My advice, which is sure to be misinterpreted, is that if you’re having a baby, make sure you have a sharp chef’s knife, because you will be doing a lot of chopping. This is still much easier and cheaper than keeping jarred food on hand. Two of Iris’s first favorite foods, when she was eight or nine months old, were chopped chicken with mushrooms and creamed spinach. The first time she tried chicken enchiladas she went crazy and devoured two whole enchiladas, and they were *spicy*. This was long before she could crawl.

Kids are different, and your mileage may vary. But most babies are extremely unpicky eaters before they turn one, and it’s amazing what they can chew with few or no teeth. If you’re having something crunchy for dinner, mince it. If you’re having something tender, cut small bites.

There’s a good reason to feed your baby this way that goes beyond convenience, nutrition, or saving money. Eating is one of the first activities you can share with your baby and enjoy in the same way. Tickling and making faces and pretending to eat baby’s toes are irreplaceable, of course, but when you’re sitting and sharing enchiladas, suddenly it’s clear that you have a little person on your hands.

Soon enough, the little person will start spitting peas at you, but that’s another story.

Sharing

I’m on my way to a meeting tonight, and Iris and Laurie are going to our favorite Chinese restaurant in town (Seven Stars Pepper) without me.
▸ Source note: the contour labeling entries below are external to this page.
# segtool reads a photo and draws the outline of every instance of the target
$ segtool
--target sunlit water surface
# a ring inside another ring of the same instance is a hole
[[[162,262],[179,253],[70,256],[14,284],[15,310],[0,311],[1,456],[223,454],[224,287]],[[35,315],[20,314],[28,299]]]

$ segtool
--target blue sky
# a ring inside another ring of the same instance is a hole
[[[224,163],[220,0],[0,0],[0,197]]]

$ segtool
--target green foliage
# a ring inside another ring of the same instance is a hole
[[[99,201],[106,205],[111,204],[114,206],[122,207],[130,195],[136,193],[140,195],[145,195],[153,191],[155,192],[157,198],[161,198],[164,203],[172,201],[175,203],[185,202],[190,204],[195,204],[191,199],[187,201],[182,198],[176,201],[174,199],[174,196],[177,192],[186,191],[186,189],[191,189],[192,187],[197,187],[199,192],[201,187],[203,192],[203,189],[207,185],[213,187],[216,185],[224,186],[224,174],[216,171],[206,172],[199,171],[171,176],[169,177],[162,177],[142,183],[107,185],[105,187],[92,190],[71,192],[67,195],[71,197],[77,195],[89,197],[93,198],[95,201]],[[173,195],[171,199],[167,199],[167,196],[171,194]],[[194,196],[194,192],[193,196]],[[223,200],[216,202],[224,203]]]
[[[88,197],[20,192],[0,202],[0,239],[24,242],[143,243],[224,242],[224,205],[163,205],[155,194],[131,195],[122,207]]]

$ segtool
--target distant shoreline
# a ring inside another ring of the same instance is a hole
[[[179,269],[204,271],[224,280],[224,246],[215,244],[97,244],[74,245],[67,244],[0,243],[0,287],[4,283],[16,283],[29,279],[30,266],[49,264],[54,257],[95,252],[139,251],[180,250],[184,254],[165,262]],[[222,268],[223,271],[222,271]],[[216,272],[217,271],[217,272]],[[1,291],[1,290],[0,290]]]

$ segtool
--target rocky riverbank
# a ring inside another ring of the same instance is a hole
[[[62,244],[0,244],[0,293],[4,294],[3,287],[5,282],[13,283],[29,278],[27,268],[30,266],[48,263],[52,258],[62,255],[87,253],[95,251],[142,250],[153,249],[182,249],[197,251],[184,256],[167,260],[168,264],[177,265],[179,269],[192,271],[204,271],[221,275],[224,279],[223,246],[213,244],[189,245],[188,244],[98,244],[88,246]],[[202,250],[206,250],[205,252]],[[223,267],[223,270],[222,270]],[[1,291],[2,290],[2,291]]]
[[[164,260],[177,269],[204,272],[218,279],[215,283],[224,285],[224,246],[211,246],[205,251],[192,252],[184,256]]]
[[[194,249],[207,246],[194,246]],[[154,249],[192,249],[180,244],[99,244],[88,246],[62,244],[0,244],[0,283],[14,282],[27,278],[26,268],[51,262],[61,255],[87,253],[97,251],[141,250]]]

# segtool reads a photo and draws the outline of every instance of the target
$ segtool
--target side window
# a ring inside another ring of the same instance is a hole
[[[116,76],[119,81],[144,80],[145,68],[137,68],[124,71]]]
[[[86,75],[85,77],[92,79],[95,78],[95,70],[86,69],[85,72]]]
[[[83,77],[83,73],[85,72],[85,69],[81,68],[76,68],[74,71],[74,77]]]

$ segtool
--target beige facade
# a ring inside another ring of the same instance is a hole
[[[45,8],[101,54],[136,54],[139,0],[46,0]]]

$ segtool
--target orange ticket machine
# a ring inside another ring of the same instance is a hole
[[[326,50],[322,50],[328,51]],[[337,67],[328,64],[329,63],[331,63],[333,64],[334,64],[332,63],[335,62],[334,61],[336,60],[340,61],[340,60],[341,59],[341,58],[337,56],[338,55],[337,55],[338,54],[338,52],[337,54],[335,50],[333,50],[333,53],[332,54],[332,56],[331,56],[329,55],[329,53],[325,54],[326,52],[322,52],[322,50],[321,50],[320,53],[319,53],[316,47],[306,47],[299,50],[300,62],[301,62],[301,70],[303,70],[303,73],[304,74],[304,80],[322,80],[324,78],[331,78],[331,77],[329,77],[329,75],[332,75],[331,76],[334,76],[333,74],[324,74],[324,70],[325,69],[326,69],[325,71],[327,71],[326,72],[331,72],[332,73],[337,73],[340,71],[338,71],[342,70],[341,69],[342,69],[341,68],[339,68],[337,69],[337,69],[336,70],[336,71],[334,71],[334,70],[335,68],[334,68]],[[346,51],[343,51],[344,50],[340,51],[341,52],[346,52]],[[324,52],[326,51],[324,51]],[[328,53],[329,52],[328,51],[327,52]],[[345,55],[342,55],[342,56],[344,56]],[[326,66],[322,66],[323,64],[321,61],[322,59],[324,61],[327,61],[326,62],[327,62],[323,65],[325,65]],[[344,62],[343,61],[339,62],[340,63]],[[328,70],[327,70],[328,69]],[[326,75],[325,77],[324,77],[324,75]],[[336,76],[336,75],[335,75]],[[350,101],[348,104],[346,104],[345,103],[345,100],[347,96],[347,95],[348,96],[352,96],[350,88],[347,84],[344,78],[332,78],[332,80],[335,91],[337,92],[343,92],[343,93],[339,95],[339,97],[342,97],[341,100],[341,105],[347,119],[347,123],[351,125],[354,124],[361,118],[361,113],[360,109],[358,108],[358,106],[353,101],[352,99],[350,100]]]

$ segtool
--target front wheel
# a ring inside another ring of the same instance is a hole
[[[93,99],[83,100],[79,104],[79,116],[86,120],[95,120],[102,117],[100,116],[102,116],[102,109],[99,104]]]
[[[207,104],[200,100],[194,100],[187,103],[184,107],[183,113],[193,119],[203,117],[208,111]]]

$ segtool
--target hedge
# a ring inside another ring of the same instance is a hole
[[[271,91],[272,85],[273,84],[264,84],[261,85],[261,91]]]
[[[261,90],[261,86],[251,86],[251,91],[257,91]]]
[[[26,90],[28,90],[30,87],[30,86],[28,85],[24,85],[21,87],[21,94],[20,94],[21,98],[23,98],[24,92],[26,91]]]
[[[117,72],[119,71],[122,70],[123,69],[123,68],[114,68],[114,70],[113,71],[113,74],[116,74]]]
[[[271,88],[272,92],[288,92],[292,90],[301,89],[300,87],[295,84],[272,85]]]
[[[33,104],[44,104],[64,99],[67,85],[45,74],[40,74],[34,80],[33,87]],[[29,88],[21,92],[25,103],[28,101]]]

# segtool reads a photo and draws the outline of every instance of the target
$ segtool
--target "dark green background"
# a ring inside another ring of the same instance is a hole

This morning I said to Iris:

> **Me:** I have to go to a meeting, but maybe Mama and Iris can bring something home for me.

> **Iris:** Iris bring Dada some pancakes. Put ’em on Dada’s plate.

She’s referring to the crisp and flaky House Special Pancakes, but I like the idea of Iris coming home with flapjacks and flipping them onto a plate.

What to eat?

At the risk of sounding like an informercial (preferably the one I used to watch in high school with the bowtied Australian guy selling car wax), how much would you pay for peace of mind? Would you pay $7.50 plus shipping?

If so, get one of these: the KnockKnock _What To Eat_ pad. It’s from the makers of those slang flash cards (I am informed that they are the shizznit, or the crunk, or something).

I’ve never met anyone who didn’t find meal planning a chore. Last year I interviewed Donna Hay, one of Australia’s most successful cookbook authors. Hay puts out a new book pretty much every year, and it’s always beautiful and full of simple and full-flavored recipes, and always sells a jillion copies. But she’s refreshingly down-to-earth in person and joked about blowing up Starbucks. Nothing she said endeared her to me more than this:

> But it’s amazing, whenever anyone comes lately for dinner I go, “Well, what do you feel like?” Because I hate choosing what to cook. You want to come to dinner, you have to tell me what you want. You know, sometimes it gets to be a bit of a trial.

She wasn’t saying this to cop a hip everywoman vibe, honest. This is a woman who could cook from her own books for the rest of her life–or could afford to eat out every night–and she has the same problem as you and me. Why is this so hard?

To help fill in the pad, we maintain a Backpack page that we try to keep up to date with our favorite dinners. Have a look, and see that I’m not kidding when I say we eat a lot of stew. Another page is for recipes we’d like to try; that one is in dire need of replenishing, although I see it’s time to give Vietnamese beef stew another try. If it’s no good, I can buy some at Baguette Box, which makes an extremely tasty stew with lots of star anise and annatto oil.

I was going to spin one of my cockamamie theories about why it’s so hard to plan dinners, maybe relating it to the interminable discussions about where to go out to eat with friends, but I really have no idea. I assume it’s one of those paradox of choice situations where too much choice is paralyzing. In any case, the greatest hits list and the What to Eat pad have helped a lot, so if you suffer from this common ailment, give those a try.

One more idea. Over the past year or so, I’ve become completely addicted to the web-based approach to dealing with my personal data–aside from Backpack, we use a web calendar, to-do list, photo sharing, and so on. A snappy web-based meal-planning application would be great. Anyone want to step up?

(Don’t) Put ’em on the glass

As a restaurant critic, I fancy myself the kind of person with a finely honed palate immune to trickery like squeeze-bottle sauce acrobatics, prepared to hand down an unbiased opinion on anything from barbecue to haute cuisine.

I’m wrong, of course. I’m like the guy who claims to be too smart to be influenced by TV commercials. An experience this morning brought home just what a dupe I am.

On the way to an appointment I stopped in at one of my usual downtown Seattle wi-fi spots, Dilettante in Westlake Center. (The others are Zeitgeist, Central Library, and Top Pot; anyone know any others?) It’s not the most scenic, but it’s extremely convenient, and sometime unscenic surroundings are just what you need to awaken the inward eye.

I bypassed their rich chocolate-laden specialty drinks (I’d been snacking on a dark Aero bar on the way there) and ordered a black tea. The tea is inexpensive, and the leaves are good quality–they serve Harney & Sons, the ones in the gossamer silk bags. But I didn’t enjoy the tea very much, because it was served in a glass.

The devil on my shoulder, the one who can justify anything, piped up. “There are plenty of scientific, objective reasons why tea might taste worse in glass. Maybe it has to do with the insulating properties of the materials or, uh, I got nothing here.” When your little devil craps out, that is sad. The fact is, I like drinking tea from a ceramic cup (a coffee mug is close enough) because tea and ceramic have always been together, like Siegfried and Roy. Also, I like the feeling of the grooves worn into the cup rim by previous drinkers, and if you think I’m going to turn that into a Siegfried and Roy joke, well, bite me.

If they ever do a movie like _Sideways_ about tea drinkers, they can hire me to sit at a coffeeshop drinking my darjeeling from a pint glass, and the audience will give the same heartbroken giggle they did when Miles drank his Cheval Blanc from a fast-food cup.